As much as I love `ag`, I feel like ripgrep (https://github.com/BurntSushi/ripgrep) deserves mentioning when it comes to speed. If you haven't tried it, do it sooner rather than later.

Here's an excellent write-up on how it works, benchmarks, etc.: https://blog.burntsushi.net/ripgrep/

ripgrep is soooooo good. I have switched to it and will never look back.
A quick look at the source shows that it appears to be linear and just uses `strings.Contains` or `r.MatchString` on each line, so I don't think it has any of the optimizations that are built into `ag`.
That is correct. The project is at its early stages. I want to see what the community need the most and shape the project towards that goal. On the other hand I tried to avoid optimisations until most of functionalities are implemented.
It's a very nice idea and you should be proud of what you've built, but my personal opinion is that speed is a core feature of `grep`.

A good place to start would be this: why GNU grep is fast[1] - Starting with the Boyer-Moore string search algorithm and reading through the optimizations done in GNU grep.

p.s. there's an implementation of Boyer-Moore hiding in Go's standard library.

[1] https://lists.freebsd.org/pipermail/freebsd-current/2010-Aug...

Thanks mate, I will definitely have a read.
Note that you don't need Boyer Moore for the common case. ripgrep for example will very rarely use Boyer Moore. Its work horse is much simpler and typically faster: https://github.com/rust-lang/regex/blob/master/src/literal/m...

In Go-land, you should be able to replace uses of memchr with IndexByte[1], which should be implemented in Assembly on most platforms.

Of course, for any of this to have a big impact, you'll want to take Mike Haertel's advice on avoiding line breaking and stop using bufio.Scanner. :-)

[1] - https://golang.org/pkg/bytes/#IndexByte

So far I've been only concerned about code's simplicity until I understand what there needs to be done. This is not going to be grep or ripgrep. My intent was to make a tool I needed so I started working on it. I thought someone else might like it, now it is joyful to see people are looking at the project.
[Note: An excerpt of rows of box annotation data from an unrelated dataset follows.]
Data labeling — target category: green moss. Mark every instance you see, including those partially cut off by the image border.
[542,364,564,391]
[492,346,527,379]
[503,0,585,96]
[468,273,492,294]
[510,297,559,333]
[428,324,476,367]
There are a couple of places I wish I would have done better. Using bufio.Scanner actually bothers me a lot. Also in the Read() method it reads everything from all readers into a buffer instead of pulling what it needs to check.

Thanks for suggestions :)

I'm okay with it being not as fast because speed is not the goal here, but rather highlighting specific patterns to make it easier to spot for the human eyes, especially when tailing log lines from your development webserver.
> "to make it easier to spot for the human eyes,"

I suppose in that sense it does aim to be fast. Fast for the human to parse.

I've got the linux-4.17 kernel tree around, 61,322 files.

My desktop is running ubuntu-18.04, is an i5-3570, and has a fairly quick intel SSD.

Running "blush -R -i FunctionName ." takes 15.090 seconds and finds two files.

Running "ag -i FunctionName", finds one file, missing one in .clang-format.

Running "ag -i -u FunctionName", finds two files and makes 0.64 seconds.

So somewhere around 20-25x faster.

Thank you for doing the comparison. Would you do the same against the latest version (v0.5.0) please? Thank you.
I’m doubtful ag and rg use a lot of smart optimizations to get their speed.
Ummm...your kidding right?

I know ripgrep has a ton of fantastic optimizations by Burntsushi.

You might wanna check it out...before making such statements.

I could be wrong, but I read valarauca1's comment as "I’m doubtful. ag and rg use a lot of smart optimizations to get their speed."
lol people's reading comprensión is so bad sometimes
In fairness, it's the GPs fault on this occasion for not punctuating his or her post. Decarep just read the GPs post as it was literally written (I had to read it 3 times myself to gauge what I thought the post meant).
contextualization is a component of reading comprehension
Reading comprehension is difficult when there's missing punctuation. For example, "Let's eat grandma" versus "Let's eat, grandma".
contextualization is a component of reading comprehension